It’s been a hard season, a hard year. I keep imagining a smooth relationship with my kids in the (near) future. I want to be a happy mom. Not a tired, worn down, grumpy mom. I correct my kids daily these days, but with every action and word, I try to empower them and inspire self awareness. When I have such a clearly defined goal in mind (being a content mom), it only occurred to me that it actually helps to reel me back into reality and ground me into the Truth, despite circumstances.

They won’t remember much of this year. Or who knows… But experiencing responsibility in small doses, I know it will serve them well in the future. Since this summer they can cook, peel potatoes, ride their bikes and deliver fruit (not necessarily in that order and they can do so much more). They are brave and communicative. On the flip side. Just getting dressed is an ordeal. Because they have a particular sense of fashion and they change their mind often. But they don’t have the motor skills to change quickly or smoothly. They also get distracted when putting toys or clothes away.

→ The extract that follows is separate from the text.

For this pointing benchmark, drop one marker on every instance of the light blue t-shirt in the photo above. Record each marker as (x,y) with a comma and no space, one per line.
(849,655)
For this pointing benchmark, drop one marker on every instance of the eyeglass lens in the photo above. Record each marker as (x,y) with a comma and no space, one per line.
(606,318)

They love the outdoors. But they ask to go out at the most inconvenient times (heat, rain, crowded, or when we just came in). On the other hand, they “not in the mood” only when we suggest we should go for a walk. Then they are both “miss contrary” and they complain they don’t want to go out with us. They think it’s funny. I don’t. I don’t want one more thing to negotiate with them.

On a positive note, the girls take Rufus out by themselves in the morning and they have proven their efficiency and responsibility with walking the dog.